ARTeFACT: THE PAINTING THAT CHANGED THE WORLD
Artefact
The painting that changed the world.
Any times we here of great speeches by orators and master tacticians that helped end wars. Could art works do the same? We find out on this episode of ArteFact.
World renowned photographer Nick Ut captured a picture, when America dropped a lethal bomb in Vietnam in 1972. Nick Ut captured the photograph on June 8, 1972, when he was working with Associated Press, an American News Agency. The picture of a Vietnamese girl who was burned all over the body in the napalm bomb attack by America shook the conscience of everyone.

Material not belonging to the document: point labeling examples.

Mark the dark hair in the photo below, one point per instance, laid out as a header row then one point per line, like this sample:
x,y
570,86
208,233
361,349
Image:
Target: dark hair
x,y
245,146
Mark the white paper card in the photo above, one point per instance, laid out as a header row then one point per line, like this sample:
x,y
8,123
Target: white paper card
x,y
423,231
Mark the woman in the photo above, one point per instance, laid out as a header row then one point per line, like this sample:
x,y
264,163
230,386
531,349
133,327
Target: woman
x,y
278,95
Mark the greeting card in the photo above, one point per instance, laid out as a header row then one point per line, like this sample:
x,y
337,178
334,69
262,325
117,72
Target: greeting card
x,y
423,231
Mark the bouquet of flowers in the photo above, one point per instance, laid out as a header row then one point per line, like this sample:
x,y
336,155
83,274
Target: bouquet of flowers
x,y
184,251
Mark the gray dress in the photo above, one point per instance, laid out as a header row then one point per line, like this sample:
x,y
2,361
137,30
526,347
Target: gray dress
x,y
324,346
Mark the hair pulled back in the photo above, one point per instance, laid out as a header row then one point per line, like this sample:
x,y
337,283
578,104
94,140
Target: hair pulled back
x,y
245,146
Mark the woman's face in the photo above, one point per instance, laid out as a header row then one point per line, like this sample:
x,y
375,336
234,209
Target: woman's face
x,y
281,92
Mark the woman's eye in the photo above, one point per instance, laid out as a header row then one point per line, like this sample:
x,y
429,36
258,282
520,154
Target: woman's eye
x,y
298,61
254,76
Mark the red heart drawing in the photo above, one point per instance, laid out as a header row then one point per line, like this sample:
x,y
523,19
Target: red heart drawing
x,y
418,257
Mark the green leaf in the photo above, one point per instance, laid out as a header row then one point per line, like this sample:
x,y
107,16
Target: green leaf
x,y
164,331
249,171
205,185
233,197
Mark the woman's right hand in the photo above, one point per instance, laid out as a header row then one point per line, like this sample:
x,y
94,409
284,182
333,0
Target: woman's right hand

If there was one photograph that captured the horrific nature of the Vietnam war, one photograph that tore at our collective conscience, it was the picture of a nine year old girl, running naked down a road, screaming in agony from the jellied gasoline coating her body and burning through skin and muscle down the bone. Her village in the Central Highlands of Vietnam was napalmed that day in 1972, and the little girl took a direct hit. It would take many years, and 17 operations to save her life. And when she finally felt well enough to put it behind her, that very photograph would make her a victim, all over again.
Kim Phuc the lady he photographed said "I saw the bombs. I saw the fire. There was a terrible heat," Kim remembers. "I tore off my burning clothes. But the burning didn't stop. People poured water over me from their canteens then I fainted.